Guerre, bombardamenti, attentati, persecuzioni, espropri, torture. Sono le esperienze dei 25 rifugiati che hanno pranzato con il Papa e altri 500 leader religiosi, nel refettorio del convento di San Francesco ad Assisi, prima della cerimonia conclusiva del vertice internazionale «Sete di pace».
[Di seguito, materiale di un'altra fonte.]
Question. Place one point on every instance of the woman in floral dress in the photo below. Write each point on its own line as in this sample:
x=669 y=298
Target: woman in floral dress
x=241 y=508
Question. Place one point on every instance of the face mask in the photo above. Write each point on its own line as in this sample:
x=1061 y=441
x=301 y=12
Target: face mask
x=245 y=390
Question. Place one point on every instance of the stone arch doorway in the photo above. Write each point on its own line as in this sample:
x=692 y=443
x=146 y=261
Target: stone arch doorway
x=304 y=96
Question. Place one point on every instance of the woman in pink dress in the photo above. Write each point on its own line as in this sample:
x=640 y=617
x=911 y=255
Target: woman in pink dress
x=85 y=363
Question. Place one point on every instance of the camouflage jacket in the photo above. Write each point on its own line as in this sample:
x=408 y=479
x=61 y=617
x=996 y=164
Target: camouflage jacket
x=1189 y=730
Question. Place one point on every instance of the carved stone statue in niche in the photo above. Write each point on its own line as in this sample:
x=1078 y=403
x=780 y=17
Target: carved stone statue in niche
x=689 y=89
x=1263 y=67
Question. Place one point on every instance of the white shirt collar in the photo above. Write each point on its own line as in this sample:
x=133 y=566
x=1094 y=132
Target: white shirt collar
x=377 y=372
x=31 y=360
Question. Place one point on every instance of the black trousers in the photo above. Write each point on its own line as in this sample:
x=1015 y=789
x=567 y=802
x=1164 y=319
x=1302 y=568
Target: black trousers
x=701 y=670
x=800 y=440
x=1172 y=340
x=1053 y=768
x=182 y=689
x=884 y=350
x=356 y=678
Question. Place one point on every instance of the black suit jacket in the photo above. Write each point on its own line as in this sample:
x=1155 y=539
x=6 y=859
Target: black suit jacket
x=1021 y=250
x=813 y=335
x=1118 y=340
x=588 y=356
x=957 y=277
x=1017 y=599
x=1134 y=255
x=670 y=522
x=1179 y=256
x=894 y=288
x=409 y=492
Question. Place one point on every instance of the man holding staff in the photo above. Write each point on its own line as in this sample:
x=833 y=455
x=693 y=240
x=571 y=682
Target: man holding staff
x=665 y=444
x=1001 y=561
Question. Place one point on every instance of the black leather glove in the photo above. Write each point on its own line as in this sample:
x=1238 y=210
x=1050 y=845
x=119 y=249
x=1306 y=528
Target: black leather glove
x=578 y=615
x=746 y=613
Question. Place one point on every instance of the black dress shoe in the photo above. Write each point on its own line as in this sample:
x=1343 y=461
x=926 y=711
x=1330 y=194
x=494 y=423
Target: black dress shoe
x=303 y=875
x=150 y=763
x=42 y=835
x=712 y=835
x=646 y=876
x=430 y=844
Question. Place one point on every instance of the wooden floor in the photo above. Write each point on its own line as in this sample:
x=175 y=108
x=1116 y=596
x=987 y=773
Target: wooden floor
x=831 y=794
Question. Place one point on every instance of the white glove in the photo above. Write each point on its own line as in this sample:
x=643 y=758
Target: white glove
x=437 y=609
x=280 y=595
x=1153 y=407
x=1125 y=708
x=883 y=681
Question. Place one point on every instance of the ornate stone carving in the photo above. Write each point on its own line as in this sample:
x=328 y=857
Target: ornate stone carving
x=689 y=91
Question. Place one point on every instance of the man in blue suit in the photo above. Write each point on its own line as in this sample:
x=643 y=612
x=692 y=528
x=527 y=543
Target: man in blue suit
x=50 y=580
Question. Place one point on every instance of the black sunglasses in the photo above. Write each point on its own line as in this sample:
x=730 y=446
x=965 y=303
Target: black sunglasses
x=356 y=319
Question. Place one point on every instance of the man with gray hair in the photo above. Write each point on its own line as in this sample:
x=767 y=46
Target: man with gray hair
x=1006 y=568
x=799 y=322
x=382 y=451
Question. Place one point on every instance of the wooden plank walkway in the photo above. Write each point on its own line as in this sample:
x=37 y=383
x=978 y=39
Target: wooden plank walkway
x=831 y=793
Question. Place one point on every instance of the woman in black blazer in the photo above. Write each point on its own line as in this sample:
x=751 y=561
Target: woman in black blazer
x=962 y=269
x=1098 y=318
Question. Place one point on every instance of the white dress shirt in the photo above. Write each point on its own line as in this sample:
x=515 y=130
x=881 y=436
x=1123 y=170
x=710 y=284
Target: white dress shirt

Una rifugiata, la siriana Tamar Mikali, giunta a Roma grazie ai corridoi umanitari promossi da comunità di Sant’Egidio, Chiesa valdese e Federazione delle Chiese evangeliche in Italia (Fcei), e che nel pomeriggio pronuncerà una testimonianza, ha pranzato direttamente al tavolo del Pontefice. Attorno a Francesco vi erano il patriarca ortodosso ecumenico Bartolomeo, il sacerdote albanese Ernest Troshani imprigionato nei gulag all’epoca del regime comunista. Tra gli altri erano seduti allo stesso tavolo il rabbino David Rosen e la presidente degli ebrei romani Ruth Dureghello, il primate anglicano Justin Welby e i protestanti Tveit e Junge, il fondatore della comunità di Sant’Egidio Andrea Riccardi, il patriarca Ignatius Aphrem II, patriarca siro-ortodosso di Antiochia, i cardinali Bassetti (Perugia) e Nicora (basiliche papali), i monsignori Becciu (sostituto della Segreteria di Stato) e Guixot (Dialogo interreligioso), il generale dei francescani conventuali Marco Tasca, il vescovo di Assisi Domenico Sorrentino, e ancora il sociologo Zygmunt Bauman. Nel tavolo accanto, gli altri 24 rifugiati, ospiti del Cara di Castelnuovo di Porto (10) e della Caritas di Assisi e della comunità di Sant’Egidio a Roma (10).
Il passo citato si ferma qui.